You are viewing a plain text version of this content. The canonical link for it is here.
Posted to user@spark.apache.org by Pedro Tuero <tu...@gmail.com> on 2017/05/22 19:42:25 UTC

Broadcasted Object is empty in executors.

Hi,
I'm using spark 2.1.0 in aws emr. Kryo Serializer.

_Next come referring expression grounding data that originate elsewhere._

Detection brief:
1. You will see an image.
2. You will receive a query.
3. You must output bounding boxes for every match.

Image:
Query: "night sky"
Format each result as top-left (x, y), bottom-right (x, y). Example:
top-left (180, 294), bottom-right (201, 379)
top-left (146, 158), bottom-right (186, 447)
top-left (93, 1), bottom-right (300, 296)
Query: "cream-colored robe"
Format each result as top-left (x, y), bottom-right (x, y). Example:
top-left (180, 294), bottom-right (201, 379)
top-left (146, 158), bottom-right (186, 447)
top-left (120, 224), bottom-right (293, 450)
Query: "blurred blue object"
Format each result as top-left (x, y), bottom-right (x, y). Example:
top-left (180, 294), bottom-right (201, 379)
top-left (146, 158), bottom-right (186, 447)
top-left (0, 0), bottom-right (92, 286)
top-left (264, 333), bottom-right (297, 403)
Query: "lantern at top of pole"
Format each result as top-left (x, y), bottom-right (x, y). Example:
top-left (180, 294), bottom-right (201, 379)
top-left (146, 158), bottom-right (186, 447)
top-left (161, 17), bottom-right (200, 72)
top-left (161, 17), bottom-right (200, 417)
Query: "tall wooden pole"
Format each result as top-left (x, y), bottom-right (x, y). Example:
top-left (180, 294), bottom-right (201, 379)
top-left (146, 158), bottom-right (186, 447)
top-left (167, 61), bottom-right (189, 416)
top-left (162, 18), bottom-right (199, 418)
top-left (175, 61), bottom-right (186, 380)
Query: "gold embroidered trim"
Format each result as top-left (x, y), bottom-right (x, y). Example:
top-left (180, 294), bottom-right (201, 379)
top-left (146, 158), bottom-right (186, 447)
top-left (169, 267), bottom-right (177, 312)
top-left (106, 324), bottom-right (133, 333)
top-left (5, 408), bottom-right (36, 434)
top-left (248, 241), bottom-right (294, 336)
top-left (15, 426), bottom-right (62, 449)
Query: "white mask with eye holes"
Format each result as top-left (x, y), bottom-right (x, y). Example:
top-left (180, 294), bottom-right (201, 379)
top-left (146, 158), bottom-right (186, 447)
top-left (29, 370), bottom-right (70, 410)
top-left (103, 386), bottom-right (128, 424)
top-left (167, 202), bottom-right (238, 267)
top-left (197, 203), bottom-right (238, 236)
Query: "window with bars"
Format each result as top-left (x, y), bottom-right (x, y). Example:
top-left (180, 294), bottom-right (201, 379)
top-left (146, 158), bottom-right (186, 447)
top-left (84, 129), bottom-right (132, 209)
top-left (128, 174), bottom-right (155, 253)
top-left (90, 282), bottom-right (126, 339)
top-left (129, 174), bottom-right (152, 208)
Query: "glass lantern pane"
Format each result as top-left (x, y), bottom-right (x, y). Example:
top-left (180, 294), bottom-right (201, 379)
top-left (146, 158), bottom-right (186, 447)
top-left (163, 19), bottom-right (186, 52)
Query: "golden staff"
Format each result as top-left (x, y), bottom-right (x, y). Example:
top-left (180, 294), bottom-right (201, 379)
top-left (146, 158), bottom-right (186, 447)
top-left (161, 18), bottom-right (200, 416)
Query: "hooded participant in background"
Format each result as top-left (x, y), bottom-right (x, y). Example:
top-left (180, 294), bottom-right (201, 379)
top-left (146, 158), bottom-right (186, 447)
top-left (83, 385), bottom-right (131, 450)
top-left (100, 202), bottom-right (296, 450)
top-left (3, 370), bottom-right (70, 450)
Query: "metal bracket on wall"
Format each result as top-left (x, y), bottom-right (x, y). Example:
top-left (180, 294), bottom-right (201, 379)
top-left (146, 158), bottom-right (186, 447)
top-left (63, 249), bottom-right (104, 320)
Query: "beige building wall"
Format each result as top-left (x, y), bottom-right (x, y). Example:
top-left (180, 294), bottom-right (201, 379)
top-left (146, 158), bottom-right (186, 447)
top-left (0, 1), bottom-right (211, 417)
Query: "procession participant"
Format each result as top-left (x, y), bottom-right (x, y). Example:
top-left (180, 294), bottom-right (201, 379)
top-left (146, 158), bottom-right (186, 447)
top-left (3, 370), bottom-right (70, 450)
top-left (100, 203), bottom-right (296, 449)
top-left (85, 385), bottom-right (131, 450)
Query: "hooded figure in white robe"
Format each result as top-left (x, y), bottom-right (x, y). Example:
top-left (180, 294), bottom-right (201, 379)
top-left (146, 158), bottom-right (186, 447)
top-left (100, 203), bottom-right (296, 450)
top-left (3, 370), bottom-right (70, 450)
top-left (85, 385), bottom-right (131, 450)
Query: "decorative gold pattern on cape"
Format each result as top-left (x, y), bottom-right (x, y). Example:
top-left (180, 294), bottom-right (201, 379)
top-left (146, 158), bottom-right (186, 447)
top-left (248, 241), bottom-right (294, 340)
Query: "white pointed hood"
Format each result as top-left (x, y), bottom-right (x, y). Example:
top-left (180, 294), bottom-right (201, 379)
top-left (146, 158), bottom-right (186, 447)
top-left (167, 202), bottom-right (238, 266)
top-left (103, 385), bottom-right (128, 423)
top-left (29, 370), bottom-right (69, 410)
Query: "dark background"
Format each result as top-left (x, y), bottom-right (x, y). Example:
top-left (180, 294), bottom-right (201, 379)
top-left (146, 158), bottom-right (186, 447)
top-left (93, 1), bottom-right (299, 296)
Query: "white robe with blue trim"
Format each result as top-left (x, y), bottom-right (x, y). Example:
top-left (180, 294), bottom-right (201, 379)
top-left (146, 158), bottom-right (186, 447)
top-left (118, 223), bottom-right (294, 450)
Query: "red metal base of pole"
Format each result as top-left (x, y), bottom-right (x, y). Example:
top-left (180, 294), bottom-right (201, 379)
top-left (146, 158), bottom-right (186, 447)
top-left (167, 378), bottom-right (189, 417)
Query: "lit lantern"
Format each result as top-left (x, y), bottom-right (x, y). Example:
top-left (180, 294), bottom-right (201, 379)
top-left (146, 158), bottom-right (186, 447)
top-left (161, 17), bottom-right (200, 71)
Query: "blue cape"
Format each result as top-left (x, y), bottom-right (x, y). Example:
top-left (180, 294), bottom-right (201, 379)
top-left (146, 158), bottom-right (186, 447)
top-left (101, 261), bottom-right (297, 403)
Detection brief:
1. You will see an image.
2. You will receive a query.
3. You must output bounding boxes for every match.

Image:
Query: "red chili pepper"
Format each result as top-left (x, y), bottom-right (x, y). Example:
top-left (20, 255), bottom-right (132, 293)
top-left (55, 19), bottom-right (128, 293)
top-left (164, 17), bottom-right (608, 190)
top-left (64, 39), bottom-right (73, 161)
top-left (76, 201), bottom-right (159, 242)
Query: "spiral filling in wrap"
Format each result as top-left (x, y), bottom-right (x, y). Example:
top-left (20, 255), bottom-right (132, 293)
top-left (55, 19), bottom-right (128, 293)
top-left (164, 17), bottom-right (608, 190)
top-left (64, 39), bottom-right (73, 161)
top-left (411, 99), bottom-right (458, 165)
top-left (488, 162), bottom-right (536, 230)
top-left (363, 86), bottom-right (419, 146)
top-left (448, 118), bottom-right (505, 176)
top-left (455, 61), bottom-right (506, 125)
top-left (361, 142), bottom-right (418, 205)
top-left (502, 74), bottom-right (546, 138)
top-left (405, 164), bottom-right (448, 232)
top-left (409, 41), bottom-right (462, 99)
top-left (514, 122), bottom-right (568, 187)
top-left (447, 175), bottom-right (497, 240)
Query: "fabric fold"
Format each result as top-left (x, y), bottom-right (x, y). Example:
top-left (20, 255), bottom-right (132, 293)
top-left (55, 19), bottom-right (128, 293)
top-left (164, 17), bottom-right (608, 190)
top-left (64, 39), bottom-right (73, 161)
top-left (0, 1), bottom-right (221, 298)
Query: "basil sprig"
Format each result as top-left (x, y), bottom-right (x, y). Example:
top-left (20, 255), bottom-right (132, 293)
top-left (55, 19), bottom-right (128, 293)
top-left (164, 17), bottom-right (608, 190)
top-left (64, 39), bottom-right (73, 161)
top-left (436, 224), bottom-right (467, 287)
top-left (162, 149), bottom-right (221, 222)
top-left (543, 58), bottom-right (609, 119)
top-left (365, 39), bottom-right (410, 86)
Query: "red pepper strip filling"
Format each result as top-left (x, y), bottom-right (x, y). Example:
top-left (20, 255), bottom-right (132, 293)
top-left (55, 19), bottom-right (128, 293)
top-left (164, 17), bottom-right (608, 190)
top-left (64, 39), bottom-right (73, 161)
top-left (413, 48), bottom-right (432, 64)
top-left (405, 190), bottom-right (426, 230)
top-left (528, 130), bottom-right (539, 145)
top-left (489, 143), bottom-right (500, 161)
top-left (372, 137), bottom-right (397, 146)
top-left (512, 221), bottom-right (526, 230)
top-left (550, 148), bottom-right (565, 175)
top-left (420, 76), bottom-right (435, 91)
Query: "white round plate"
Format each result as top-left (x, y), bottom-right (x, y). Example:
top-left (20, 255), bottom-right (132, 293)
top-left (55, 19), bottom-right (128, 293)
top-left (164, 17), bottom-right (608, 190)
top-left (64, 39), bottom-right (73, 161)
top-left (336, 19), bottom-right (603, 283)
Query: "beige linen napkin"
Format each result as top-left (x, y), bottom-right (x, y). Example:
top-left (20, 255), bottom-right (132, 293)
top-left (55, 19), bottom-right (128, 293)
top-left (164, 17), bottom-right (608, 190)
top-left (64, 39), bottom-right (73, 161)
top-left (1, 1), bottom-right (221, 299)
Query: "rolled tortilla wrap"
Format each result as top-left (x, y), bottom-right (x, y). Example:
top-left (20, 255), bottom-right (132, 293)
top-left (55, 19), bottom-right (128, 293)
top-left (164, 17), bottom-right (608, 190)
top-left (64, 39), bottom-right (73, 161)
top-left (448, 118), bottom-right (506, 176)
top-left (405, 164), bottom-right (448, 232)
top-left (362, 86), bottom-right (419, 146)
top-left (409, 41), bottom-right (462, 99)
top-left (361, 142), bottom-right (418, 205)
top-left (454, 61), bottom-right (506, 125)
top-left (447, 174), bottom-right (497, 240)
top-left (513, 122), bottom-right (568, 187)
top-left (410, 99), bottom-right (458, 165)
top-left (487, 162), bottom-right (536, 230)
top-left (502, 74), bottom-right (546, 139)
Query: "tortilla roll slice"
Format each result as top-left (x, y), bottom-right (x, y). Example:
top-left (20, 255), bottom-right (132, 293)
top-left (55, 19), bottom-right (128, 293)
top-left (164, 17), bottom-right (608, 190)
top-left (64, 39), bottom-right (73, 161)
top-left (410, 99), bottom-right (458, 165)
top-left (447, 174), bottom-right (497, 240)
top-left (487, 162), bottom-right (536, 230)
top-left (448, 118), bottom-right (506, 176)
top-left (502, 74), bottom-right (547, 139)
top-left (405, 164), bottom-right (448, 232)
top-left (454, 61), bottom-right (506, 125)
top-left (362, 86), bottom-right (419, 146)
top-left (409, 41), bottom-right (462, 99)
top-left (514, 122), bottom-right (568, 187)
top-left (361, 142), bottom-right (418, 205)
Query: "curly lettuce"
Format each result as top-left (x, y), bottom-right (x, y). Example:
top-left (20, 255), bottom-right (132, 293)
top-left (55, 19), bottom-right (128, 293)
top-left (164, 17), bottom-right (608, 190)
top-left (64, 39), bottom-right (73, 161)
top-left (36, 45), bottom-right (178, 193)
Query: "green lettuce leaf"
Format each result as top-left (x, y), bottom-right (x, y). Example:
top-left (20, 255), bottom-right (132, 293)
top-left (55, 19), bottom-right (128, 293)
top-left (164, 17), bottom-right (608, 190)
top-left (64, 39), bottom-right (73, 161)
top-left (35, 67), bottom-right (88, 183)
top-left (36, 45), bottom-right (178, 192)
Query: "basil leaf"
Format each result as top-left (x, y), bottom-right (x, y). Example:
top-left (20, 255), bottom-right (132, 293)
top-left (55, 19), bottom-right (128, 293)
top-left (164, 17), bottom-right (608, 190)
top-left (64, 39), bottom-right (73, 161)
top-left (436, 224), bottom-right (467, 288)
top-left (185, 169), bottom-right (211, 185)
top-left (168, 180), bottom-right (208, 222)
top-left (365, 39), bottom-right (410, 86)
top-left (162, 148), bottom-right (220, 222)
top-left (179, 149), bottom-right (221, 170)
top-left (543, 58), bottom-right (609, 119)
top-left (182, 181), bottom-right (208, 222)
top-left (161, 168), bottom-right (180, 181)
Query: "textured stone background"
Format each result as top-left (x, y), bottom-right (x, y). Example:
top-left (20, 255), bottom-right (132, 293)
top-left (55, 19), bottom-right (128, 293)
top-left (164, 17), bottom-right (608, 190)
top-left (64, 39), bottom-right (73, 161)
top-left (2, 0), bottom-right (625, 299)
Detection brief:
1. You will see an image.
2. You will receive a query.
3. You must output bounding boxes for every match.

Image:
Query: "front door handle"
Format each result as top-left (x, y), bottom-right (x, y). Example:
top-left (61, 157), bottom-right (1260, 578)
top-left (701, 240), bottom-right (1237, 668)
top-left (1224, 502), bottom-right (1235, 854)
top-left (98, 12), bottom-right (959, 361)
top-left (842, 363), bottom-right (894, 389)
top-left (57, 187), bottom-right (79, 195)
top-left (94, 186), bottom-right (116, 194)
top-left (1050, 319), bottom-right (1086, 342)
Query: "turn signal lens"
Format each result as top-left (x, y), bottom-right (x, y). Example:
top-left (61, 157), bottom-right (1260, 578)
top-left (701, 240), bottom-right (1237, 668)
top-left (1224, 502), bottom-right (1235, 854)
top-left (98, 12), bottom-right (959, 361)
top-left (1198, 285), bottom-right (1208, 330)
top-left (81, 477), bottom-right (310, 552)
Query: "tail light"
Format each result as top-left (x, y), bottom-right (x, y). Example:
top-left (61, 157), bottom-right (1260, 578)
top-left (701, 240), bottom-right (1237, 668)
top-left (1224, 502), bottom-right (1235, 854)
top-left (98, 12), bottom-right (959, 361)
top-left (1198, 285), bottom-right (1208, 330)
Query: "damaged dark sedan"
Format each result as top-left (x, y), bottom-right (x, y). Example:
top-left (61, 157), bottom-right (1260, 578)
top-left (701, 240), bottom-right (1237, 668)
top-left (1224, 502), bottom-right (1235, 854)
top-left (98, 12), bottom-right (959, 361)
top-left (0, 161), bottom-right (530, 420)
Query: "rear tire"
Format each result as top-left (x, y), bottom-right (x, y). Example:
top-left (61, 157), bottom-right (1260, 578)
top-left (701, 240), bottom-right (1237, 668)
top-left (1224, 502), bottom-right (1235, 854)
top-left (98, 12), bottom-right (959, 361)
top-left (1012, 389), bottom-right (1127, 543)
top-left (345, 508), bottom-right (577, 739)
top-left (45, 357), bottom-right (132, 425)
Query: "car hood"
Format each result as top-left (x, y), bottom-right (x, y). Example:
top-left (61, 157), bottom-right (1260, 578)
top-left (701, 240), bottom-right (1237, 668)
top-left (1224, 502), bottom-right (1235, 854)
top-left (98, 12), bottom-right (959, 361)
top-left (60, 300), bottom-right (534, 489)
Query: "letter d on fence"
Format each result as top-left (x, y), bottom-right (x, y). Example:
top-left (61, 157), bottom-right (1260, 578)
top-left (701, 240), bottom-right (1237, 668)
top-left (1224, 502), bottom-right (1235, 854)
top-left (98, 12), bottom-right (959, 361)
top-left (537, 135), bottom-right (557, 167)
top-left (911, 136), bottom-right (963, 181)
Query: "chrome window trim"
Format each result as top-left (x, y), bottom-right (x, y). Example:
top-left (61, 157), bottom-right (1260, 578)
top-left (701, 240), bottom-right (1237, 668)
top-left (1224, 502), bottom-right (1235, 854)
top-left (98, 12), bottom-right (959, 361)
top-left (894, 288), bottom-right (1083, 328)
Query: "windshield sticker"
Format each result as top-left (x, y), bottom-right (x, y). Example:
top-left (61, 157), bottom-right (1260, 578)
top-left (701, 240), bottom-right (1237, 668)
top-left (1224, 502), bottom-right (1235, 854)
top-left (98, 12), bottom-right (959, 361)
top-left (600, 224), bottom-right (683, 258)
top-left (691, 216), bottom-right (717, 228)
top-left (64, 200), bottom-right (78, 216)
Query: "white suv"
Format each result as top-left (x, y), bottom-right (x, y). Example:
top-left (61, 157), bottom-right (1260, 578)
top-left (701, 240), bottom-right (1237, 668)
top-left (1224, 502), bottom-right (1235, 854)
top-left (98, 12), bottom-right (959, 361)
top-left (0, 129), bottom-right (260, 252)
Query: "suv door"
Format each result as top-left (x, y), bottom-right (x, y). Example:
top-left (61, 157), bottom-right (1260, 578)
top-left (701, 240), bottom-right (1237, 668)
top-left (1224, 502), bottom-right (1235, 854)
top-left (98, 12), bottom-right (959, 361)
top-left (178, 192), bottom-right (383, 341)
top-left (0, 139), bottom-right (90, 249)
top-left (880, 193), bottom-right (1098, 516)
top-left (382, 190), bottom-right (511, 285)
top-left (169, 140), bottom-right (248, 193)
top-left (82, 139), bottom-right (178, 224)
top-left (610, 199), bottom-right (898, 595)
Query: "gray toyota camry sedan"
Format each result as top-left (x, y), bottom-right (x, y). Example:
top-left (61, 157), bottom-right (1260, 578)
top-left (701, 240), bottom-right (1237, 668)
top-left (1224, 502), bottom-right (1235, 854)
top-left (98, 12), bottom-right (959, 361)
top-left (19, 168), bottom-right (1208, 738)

I'm broadcasting a java class :

public class NameMatcher {

    private static final Logger LOG =
LoggerFactory.getLogger(NameMatcher.class);
    private final Splitter splitter;
    private final SetMultimap<String, IdNamed> itemsByWord;
    private final Multiset<IdNamed> wordCount;

    private NameMatcher(Builder builder) {
        splitter = builder.splitter;
        itemsByWord = cloneMultiMap(builder.itemsByWord);
        wordCount = cloneMultiSet(builder.wordCount);
        LOG.info("Matcher itemsByWorld size: {}", itemsByWord.size());
        LOG.info("Matcher wordCount size: {}", wordCount.size());
    }

    private <T> Multiset<T> cloneMultiSet(Multiset<T> multiset) {
        Multiset<T> result = HashMultiset.create();
        result.addAll(multiset);
        return result;
    }

    private <T, U> SetMultimap<T, U> cloneMultiMap(Multimap<T, U> multimap)
{
        SetMultimap<T, U> result = HashMultimap.create();
        result.putAll(multimap);
        return result;
    }

    public Set<IdNamed> match(CharSequence text) {
        LOG.info("itemsByWorld Keys {}", itemsByWord.keys());
        LOG.info("QueryMatching: {}", text);
        Multiset<IdNamed> counter = HashMultiset.create();
        Set<IdNamed> result = Sets.newHashSet();
        for (String word : Sets.newHashSet(splitter.split(text))) {
            if (itemsByWord.containsKey(word)) {
                for (IdNamed item : itemsByWord.get(word)) {
                    counter.add(item);
                    if (wordCount.count(item) == counter.count(item)) {
                        result.add(item);
                    }
                }
            }
        }
        return result;
    }
}

So the logs in the constructor are ok:
LOG.info("Matcher itemsByWorld size: {}", itemsByWord.size());
prints itemsByWorld sizes and it's as expected. But when calling:
nameMatcher.getValue().match(...
in a RDD transformation, the log line in match method:
 LOG.info("itemsByWorld Keys {}", itemsByWord.keys());
Prints an empty list.

This works alright running locally  in my computer, but fail with no match
running in aws emr.
I usually broadcast objects and map with no problems.
Can anyone give me a clue about what's happening here?
Thanks you very much,
Pedro.